William Grant Naboré is an American pianist and pedagogue, born in Roanoke, Virginia where he studied with Kathleen Kelly Coxe, a pupil of Alexander Siloti. He later studied with musicologist Anne McClenney at the Hollins College in his early years.

He received a full scholarship to study at the Accademia di Santa Cecilia in Rome with Carlo Zecchi, a pupil of Busoni and Schnabel and also with Renata Borgatti. He received his Master's degree with honors from this institution and afterwards won the First Prize of Virtuosity and the Paderewski Award from the Conservatoire de Geneve. He also studied Musicology with Luigi Ronga at the University of Rome and Harpsichord with Ferruccio Vignanelli at the Conservatorio di Santa Cecilia.

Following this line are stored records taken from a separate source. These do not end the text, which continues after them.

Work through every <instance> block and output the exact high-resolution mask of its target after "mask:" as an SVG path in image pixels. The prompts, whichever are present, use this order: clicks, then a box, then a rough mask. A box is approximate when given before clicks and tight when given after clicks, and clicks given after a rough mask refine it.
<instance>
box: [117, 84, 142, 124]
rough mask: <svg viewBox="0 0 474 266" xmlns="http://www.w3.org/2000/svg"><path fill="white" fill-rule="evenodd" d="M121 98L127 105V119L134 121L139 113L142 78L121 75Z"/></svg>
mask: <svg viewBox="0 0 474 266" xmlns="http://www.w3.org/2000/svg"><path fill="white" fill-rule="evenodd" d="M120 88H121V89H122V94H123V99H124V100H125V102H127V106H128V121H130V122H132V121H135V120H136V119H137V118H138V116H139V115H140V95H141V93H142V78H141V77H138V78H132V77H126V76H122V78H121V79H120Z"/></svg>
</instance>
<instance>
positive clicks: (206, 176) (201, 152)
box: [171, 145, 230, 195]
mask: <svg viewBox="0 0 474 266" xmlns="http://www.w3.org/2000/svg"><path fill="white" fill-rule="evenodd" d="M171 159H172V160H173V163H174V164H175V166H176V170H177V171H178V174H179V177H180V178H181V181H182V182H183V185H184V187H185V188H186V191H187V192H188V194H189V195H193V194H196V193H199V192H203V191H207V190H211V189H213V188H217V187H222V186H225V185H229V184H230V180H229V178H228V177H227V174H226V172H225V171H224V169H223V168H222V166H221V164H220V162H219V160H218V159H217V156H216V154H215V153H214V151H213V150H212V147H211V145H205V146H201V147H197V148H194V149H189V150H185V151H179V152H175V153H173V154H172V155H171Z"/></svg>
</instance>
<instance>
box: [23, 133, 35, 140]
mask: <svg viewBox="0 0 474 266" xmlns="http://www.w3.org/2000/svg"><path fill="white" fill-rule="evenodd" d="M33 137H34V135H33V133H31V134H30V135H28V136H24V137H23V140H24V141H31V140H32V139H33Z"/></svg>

He also studied in England with Denise Lassimonne, the assistant of Tobias Matthay.

He continued his studies with Alicia de Larrocha, Rudolf Serkin, George Szell and with Pierre Fournier for Chamber Music.

He has played all over the world with important orchestras in prestigious venues and chamber music with famous ensembles such as the Amadeus Quartet, the Talich Quartet and the Gabrieli Quartet.

He has given Masterclasses all over the world and was the founding Director of the International Piano Foundation “Theo Lieven” in 1993 and in 2002 with Martha Argerich as President, he created the famous International Piano Academy Lake Como in Italy.

In 2017 he received the Vendome Award from the Orpheus Foundation of Switzerland for his outstanding contribution to classical music in discovering, teaching and promoting exceptional young pianists.